EL CUENTO DEL GRAN PEZ
el pescadero tamborilea un impromtupara los turistas que tocan sus carteras. “¿Qué pasa? –pregunta a la multitud con las manos en las caderas–. ¿Nunca les han presentado al rey?”. Extiende la mano.
En el mercado Pike Place de Seattle, donde una colección variopinta de puestos de frutas y verduras, carnes y mariscos ve hacia el malecón, se juntan multitudes alrededor de reconfortantes despliegues de comida. Apilados como tesoros sobre cojines de hielo, los salmones devuelven una mirada vacía, con sus costados gruesos bruñidos de un lustre plateado.

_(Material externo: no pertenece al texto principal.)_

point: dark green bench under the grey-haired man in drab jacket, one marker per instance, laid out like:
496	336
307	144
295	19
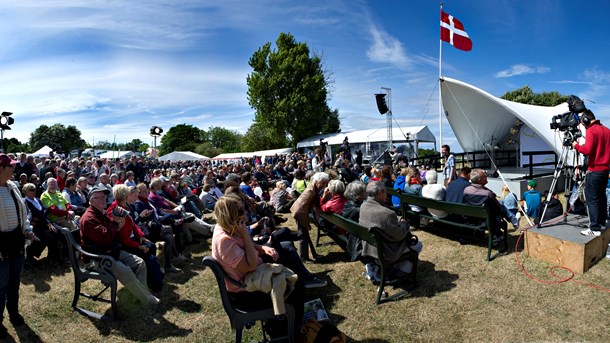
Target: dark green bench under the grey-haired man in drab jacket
373	237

Como uno de los tres productos del mar favoritos en el mundo (con el atún y el camarón), el salmón es fácil de vender. Una pareja proveniente de Kalamazoo, Míchigan, ríe y señala uno de unos 4.5 kilogramos. El pescadero cierra el trato con un apretón de aleta y arroja el pescado teatralmente a su colega tras el mostrador, quien lo atrapa con las manos en la espalda antes de blandir un brillante cuchillo fileteador.
En primavera, cuando los cornejos florecen, los salmones dejan el azul profundo de las pasturas del Pacífico Norte y vuelven a sus arroyos natales para desovar y morir.